I think of that on our final day, during the silent portion of our float. I’m not the type of person who usually thinks camping with 17 strangers for a work week would be fun. And yet I stand here on our last day and am saddened by the prospect of having to say goodbye. This journey — and the camaraderie between us all — has helped ease the anxiety I’ve accumulated over the past few years. Pandemic Fear. Mourning the death of a loved one. My own fears of aging and complicated emotions as my children grow older and more independent. Every day on the river, under the sun and in sync with the movement of the water, I relaxed in a way I didn’t even know I needed.

And it’s not just me. In conversations with others on this journey, I feel that we are all processing big things – at least the adults. The children paint their nails, wrestle in the sand and jump over stones. But adults are grateful to be disconnected from cell phones and the news, from the pressures of home, society and family. Being on the flow is an exercise in being present, and with each passing day it becomes easier to be in the moment.

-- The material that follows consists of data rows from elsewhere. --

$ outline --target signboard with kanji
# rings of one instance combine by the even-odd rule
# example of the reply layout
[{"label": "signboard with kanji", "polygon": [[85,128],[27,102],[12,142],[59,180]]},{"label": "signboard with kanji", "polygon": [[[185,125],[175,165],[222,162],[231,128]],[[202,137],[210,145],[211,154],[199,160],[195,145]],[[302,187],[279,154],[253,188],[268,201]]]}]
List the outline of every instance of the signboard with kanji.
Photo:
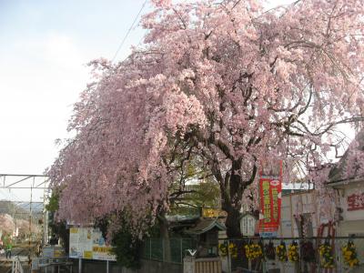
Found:
[{"label": "signboard with kanji", "polygon": [[93,228],[71,228],[69,229],[69,257],[90,259],[116,260],[110,253],[102,233]]},{"label": "signboard with kanji", "polygon": [[353,193],[347,197],[348,211],[364,209],[364,192]]},{"label": "signboard with kanji", "polygon": [[[259,234],[261,237],[276,237],[279,227],[282,170],[279,167],[270,168],[268,175],[261,172],[259,179],[260,217]],[[264,169],[267,170],[267,167]]]},{"label": "signboard with kanji", "polygon": [[254,236],[256,231],[256,218],[249,214],[247,214],[241,217],[240,229],[243,236]]}]

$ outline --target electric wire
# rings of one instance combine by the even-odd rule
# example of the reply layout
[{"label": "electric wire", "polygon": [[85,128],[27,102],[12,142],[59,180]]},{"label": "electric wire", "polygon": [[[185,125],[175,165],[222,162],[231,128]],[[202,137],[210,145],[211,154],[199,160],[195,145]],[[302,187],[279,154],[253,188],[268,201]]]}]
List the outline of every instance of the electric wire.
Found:
[{"label": "electric wire", "polygon": [[139,17],[140,14],[142,13],[144,7],[147,5],[147,0],[144,1],[143,5],[141,6],[141,8],[139,9],[139,12],[137,13],[136,16],[134,18],[133,24],[130,25],[129,29],[127,30],[126,34],[125,35],[123,40],[120,43],[119,47],[117,48],[116,52],[114,55],[114,57],[112,58],[111,62],[114,63],[115,59],[116,58],[117,54],[119,53],[120,49],[123,47],[124,43],[126,42],[127,36],[129,35],[131,30],[134,27],[134,25],[136,24],[137,18]]}]

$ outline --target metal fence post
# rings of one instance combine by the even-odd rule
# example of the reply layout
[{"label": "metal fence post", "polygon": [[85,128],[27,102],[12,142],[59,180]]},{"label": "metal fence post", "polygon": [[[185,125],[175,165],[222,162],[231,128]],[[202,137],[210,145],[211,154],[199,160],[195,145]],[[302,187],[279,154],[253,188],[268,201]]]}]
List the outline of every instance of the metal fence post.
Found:
[{"label": "metal fence post", "polygon": [[183,248],[182,248],[182,247],[183,247],[183,238],[181,238],[179,239],[179,241],[180,241],[181,263],[183,263]]},{"label": "metal fence post", "polygon": [[82,273],[82,258],[78,258],[78,273]]},{"label": "metal fence post", "polygon": [[166,251],[165,251],[165,238],[162,238],[162,261],[164,262],[166,260]]},{"label": "metal fence post", "polygon": [[152,238],[149,238],[149,259],[152,259]]}]

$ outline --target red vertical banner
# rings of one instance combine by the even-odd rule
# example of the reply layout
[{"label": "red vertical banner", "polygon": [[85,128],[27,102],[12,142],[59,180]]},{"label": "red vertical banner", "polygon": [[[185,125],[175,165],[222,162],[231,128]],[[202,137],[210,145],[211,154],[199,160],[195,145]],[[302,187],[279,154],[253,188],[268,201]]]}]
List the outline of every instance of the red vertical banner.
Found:
[{"label": "red vertical banner", "polygon": [[259,177],[261,237],[277,237],[280,221],[282,195],[282,163],[268,170],[262,167]]}]

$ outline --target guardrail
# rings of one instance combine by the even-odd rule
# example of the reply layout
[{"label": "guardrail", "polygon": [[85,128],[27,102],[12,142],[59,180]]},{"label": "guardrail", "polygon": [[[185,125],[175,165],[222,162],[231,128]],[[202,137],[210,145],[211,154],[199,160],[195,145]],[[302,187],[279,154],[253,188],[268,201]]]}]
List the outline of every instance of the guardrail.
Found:
[{"label": "guardrail", "polygon": [[24,273],[22,263],[18,256],[13,258],[12,273]]}]

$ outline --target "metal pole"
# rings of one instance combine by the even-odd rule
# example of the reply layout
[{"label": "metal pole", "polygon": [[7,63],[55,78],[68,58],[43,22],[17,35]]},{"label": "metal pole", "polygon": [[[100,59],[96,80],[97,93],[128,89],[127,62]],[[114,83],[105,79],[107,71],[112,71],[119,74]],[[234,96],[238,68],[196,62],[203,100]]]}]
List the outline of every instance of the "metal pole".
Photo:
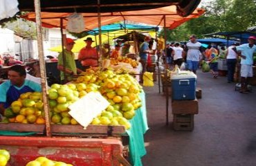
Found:
[{"label": "metal pole", "polygon": [[101,19],[100,19],[100,1],[98,0],[98,26],[99,28],[99,48],[100,48],[100,61],[98,66],[102,68],[102,48],[101,39]]},{"label": "metal pole", "polygon": [[42,35],[40,0],[35,0],[35,12],[36,15],[37,40],[38,46],[38,56],[39,59],[41,84],[43,93],[43,102],[46,118],[46,132],[47,137],[51,137],[50,109],[46,95],[46,75],[44,57],[43,41]]},{"label": "metal pole", "polygon": [[66,44],[66,41],[64,39],[66,39],[66,35],[63,33],[63,18],[60,19],[60,33],[62,34],[62,61],[63,61],[63,70],[64,70],[64,82],[66,83],[67,80],[66,73],[66,54],[64,53],[64,45]]},{"label": "metal pole", "polygon": [[[166,46],[166,39],[167,39],[167,35],[166,35],[166,19],[165,19],[165,15],[163,17],[163,21],[164,21],[164,26],[163,26],[163,33],[165,35],[165,46]],[[165,55],[166,55],[166,51],[167,50],[165,49]],[[165,66],[166,66],[166,59],[165,59]],[[166,69],[166,68],[165,68]],[[166,81],[165,84],[165,94],[166,94],[166,125],[168,125],[169,123],[169,93],[168,93],[168,84],[167,84],[167,71],[165,70],[165,80]]]}]

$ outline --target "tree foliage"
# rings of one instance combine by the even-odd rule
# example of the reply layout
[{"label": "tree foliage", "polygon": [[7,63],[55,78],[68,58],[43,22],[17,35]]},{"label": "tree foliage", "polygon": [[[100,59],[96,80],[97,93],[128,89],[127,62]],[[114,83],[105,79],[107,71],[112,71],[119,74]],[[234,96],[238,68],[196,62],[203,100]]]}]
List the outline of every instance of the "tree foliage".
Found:
[{"label": "tree foliage", "polygon": [[[256,0],[216,0],[203,6],[205,13],[173,30],[167,30],[167,41],[185,41],[191,34],[243,31],[256,25]],[[162,30],[159,35],[163,35]]]}]

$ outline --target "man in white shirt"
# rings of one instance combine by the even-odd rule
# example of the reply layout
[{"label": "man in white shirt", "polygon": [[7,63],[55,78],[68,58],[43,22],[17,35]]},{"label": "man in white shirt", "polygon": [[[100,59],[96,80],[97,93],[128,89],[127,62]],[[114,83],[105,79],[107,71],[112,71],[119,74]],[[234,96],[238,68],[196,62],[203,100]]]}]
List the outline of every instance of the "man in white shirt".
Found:
[{"label": "man in white shirt", "polygon": [[238,43],[234,43],[228,48],[228,50],[226,53],[226,58],[227,59],[228,66],[228,83],[234,82],[234,74],[235,71],[235,66],[237,65],[237,54],[235,50],[232,50],[236,46],[238,46]]},{"label": "man in white shirt", "polygon": [[183,48],[180,47],[179,45],[179,43],[176,43],[174,47],[174,65],[177,64],[179,67],[181,66],[182,62],[183,62],[184,55]]},{"label": "man in white shirt", "polygon": [[188,69],[196,73],[199,66],[200,53],[203,57],[205,57],[201,44],[196,41],[196,37],[192,35],[190,37],[190,41],[187,43],[185,51],[187,53],[187,67]]}]

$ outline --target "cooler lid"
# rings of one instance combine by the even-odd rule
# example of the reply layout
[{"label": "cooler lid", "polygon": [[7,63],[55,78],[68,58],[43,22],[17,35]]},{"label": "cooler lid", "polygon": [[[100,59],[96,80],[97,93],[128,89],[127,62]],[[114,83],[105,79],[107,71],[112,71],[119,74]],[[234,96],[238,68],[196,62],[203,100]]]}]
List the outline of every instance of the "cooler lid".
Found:
[{"label": "cooler lid", "polygon": [[191,71],[180,71],[178,74],[173,75],[171,76],[171,80],[181,80],[190,78],[194,78],[196,80],[196,75],[195,75],[193,72]]}]

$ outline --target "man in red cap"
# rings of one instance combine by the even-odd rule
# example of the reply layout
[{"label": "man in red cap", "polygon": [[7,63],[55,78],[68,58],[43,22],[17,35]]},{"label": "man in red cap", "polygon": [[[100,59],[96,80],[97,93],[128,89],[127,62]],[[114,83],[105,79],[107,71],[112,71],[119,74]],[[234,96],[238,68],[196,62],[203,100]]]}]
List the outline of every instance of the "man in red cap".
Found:
[{"label": "man in red cap", "polygon": [[[72,81],[74,75],[82,72],[82,70],[76,67],[75,55],[71,50],[75,42],[72,39],[66,38],[66,48],[58,56],[57,69],[60,71],[60,80],[62,84]],[[66,57],[64,65],[63,63],[64,54]],[[65,71],[64,66],[65,66]],[[64,73],[66,75],[66,80],[64,80]]]},{"label": "man in red cap", "polygon": [[144,42],[142,43],[140,46],[140,50],[139,50],[139,57],[140,57],[140,62],[143,66],[142,73],[140,74],[140,83],[143,82],[143,76],[144,73],[146,71],[147,68],[147,56],[149,53],[149,42],[151,38],[149,36],[145,36],[144,38]]},{"label": "man in red cap", "polygon": [[99,57],[97,50],[95,48],[91,46],[94,41],[91,37],[89,37],[84,42],[86,43],[86,46],[80,50],[78,55],[78,59],[81,61],[82,66],[85,68],[98,66]]},{"label": "man in red cap", "polygon": [[253,76],[253,53],[256,53],[256,45],[255,44],[256,37],[250,36],[248,39],[248,44],[244,44],[236,46],[232,49],[241,56],[241,89],[240,93],[247,93],[248,90],[247,85],[249,79]]}]

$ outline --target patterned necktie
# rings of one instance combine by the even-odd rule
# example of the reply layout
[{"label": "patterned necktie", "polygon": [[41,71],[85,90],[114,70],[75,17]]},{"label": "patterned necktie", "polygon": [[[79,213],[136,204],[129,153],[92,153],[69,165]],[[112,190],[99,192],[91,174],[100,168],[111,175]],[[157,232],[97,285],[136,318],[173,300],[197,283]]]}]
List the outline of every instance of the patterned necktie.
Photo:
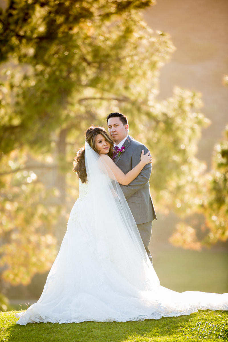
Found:
[{"label": "patterned necktie", "polygon": [[113,151],[113,153],[112,153],[112,159],[113,160],[114,160],[115,159],[116,155],[117,155],[118,152],[117,152],[117,150],[119,148],[118,146],[115,146],[115,147],[113,149],[114,151]]}]

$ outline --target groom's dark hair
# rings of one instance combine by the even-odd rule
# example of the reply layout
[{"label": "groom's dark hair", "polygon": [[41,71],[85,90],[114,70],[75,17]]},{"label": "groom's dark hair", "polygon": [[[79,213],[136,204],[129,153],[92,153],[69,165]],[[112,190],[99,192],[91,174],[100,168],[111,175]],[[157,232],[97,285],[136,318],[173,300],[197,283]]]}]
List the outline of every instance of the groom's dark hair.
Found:
[{"label": "groom's dark hair", "polygon": [[120,120],[124,126],[124,125],[128,124],[128,122],[126,116],[125,116],[125,115],[124,115],[123,114],[122,114],[121,113],[110,113],[110,114],[109,114],[108,115],[106,119],[107,123],[108,123],[109,119],[110,119],[110,118],[119,118]]}]

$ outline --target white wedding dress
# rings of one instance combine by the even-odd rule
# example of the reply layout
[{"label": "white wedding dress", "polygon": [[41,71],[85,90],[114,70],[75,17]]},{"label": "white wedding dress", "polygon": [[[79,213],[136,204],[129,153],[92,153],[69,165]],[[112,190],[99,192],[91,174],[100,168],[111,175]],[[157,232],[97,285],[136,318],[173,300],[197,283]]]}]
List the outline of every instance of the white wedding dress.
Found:
[{"label": "white wedding dress", "polygon": [[228,310],[228,294],[179,293],[160,285],[110,170],[86,143],[80,195],[41,296],[17,323],[125,322]]}]

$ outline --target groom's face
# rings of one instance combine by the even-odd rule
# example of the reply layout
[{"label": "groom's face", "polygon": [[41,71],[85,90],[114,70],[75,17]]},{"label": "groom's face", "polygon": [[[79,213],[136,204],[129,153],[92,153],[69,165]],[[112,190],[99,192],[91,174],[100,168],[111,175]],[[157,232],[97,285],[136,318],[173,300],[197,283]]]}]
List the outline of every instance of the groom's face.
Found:
[{"label": "groom's face", "polygon": [[128,125],[124,125],[119,117],[109,119],[108,129],[110,137],[116,145],[128,134]]}]

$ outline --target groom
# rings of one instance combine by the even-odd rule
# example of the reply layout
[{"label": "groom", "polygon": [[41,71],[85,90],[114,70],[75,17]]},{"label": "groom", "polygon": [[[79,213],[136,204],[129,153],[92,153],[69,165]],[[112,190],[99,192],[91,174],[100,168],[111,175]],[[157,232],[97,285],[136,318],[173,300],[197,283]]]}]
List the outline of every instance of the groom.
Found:
[{"label": "groom", "polygon": [[[109,135],[114,143],[112,159],[126,174],[139,162],[142,150],[143,150],[144,154],[146,153],[148,149],[128,135],[128,122],[125,115],[121,113],[111,113],[107,117],[107,122]],[[117,152],[118,148],[120,149]],[[151,164],[147,164],[129,185],[120,185],[152,263],[152,258],[148,247],[151,236],[152,221],[157,219],[150,193],[149,180],[151,168]]]}]

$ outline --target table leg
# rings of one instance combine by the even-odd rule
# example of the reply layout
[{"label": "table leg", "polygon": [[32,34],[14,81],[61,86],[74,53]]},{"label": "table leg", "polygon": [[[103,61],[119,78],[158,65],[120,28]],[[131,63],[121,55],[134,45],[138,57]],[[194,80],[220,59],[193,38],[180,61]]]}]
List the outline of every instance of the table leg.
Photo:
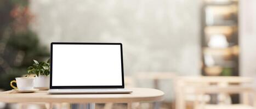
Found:
[{"label": "table leg", "polygon": [[72,104],[71,109],[95,109],[95,103]]},{"label": "table leg", "polygon": [[[159,80],[157,78],[155,78],[153,80],[154,83],[154,88],[155,89],[160,89],[159,88]],[[153,103],[153,108],[154,109],[159,109],[161,107],[161,102],[154,102]]]}]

As our flotilla rounds the final bend on the Yampa just before it enters the green, we enter an area known as Echo Park. A guide breaks the silence by hitting the water with his oar. The sound bounces off the sandstone walls and circles back. Another leader hits an oar and another roars. The echoes come back, inspiring the rest of us to unleash our own voices.

It could be a cacophony. But instead, the sounds weave together as we strangers have weaved our own lives over the past few days, returning something more melodious than nothing.

As we round a corner, I look back at Echo Park and call out. But we’ve crossed the sweet spot. No echo answers me. I only see the sandstone walls and calm water. Above is the hot sun and a high blue sky. The momentum of the river propels us forward. Ready or not, it’s almost time to go. And when the time comes and I reluctantly step off the raft and onto the boat ramp, I better understand why some people turn their lives upside down for river cruising. Because one ride on a beautiful, wild river just isn’t enough.

Walker is a writer based in Boulder, Colorado. Find them Twitter and Instagram: @racheljowalker.

Oars has been operating commercial river cruises since 1969, offering a number of cruises throughout the United States and elsewhere. Yampa River trips take place in May, June and early July, after which time the water level drops too low for a viable raft trip. Yampa trips can last four or five days and prices start at $1,349 per adult.

Prospective travelers should consider local and national health guidelines regarding the pandemic before planning a trip. For travel health advice information, see the Centers for Disease Control and Prevention interactive map of travel advice by destination and the CDC’s travel health advice website.